Background: Radiographic measures such as the rib vertebral angle difference (RVAD), Cobb angle, and space available for the lung (SAL) help to guide treatment and measure treatment effects in patients with infantile idiopathic scoliosis. This study aimed to evaluate the intraobserver and interobserver reliability of these radiographic measures.
Methods: Forty-five spine radiographs of skeletally immature patients (age, two months to four years) with infantile idiopathic scoliosis were measured with use of Surgimap software. Three pediatric orthopaedic surgeons and a pediatric orthopaedic fellow identified the major curve apex, rib-vertebra phase, Cobb angle, and end vertebrae and calculated the RVAD and SAL values at two separate time points. Interobserver and intraobserver reliability of the RVAD, Cobb angle, and SAL values were assessed with use of intraclass correlation coefficients (ICCs). Fleiss kappa coefficients were calculated for categorical variables.

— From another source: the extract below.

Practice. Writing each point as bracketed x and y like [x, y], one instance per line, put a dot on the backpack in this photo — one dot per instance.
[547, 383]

Results: The RVAD (ICC = 0.86 to 0.92) and Cobb angle (ICC = 0.99) measurements had high reliability. The SAL value had substantial interobserver reliability (ICC = 0.66) and moderate intraobserver reliability (ICC = 0.73). Despite the high agreement for the Cobb angle, the choice of the major curve vertebrae (kappa = 0.19 to 0.39) and apical vertebra varied (kappa = 0.57 to 0.62). Observers were more likely to choose the same apical vertebra in large curves (r = 0.483, p = 0.001). The agreement for the apical rib-vertebra phase was substantial (kappa = 0.67). Paired RVAD measurements fell within ≤ 10° of each other in 82% of cases, but the remaining 18% of the RVAD measurements showed >10° of variation.
Conclusions: Measurements used to guide treatment of infantile idiopathic scoliosis curves were reliable despite standard radiographic measurement error and the difficulty in obtaining quality images in young patients. Clinicians are dependent on seemingly objective radiographic data. The reliability of the Cobb angle and RVAD measurements in infantile scoliosis was high but not devoid of variability that could skew the ability to accurately and reliably suggest the best course of treatment. The SAL value was a less reliable measure. Treatment recommendations for infantile idiopathic scoliosis should rely on the synthesis of objective and clinically subjective data, as variations in radiographic measurements can lead to inconsistencies in management and to inconsistent treatment outcomes.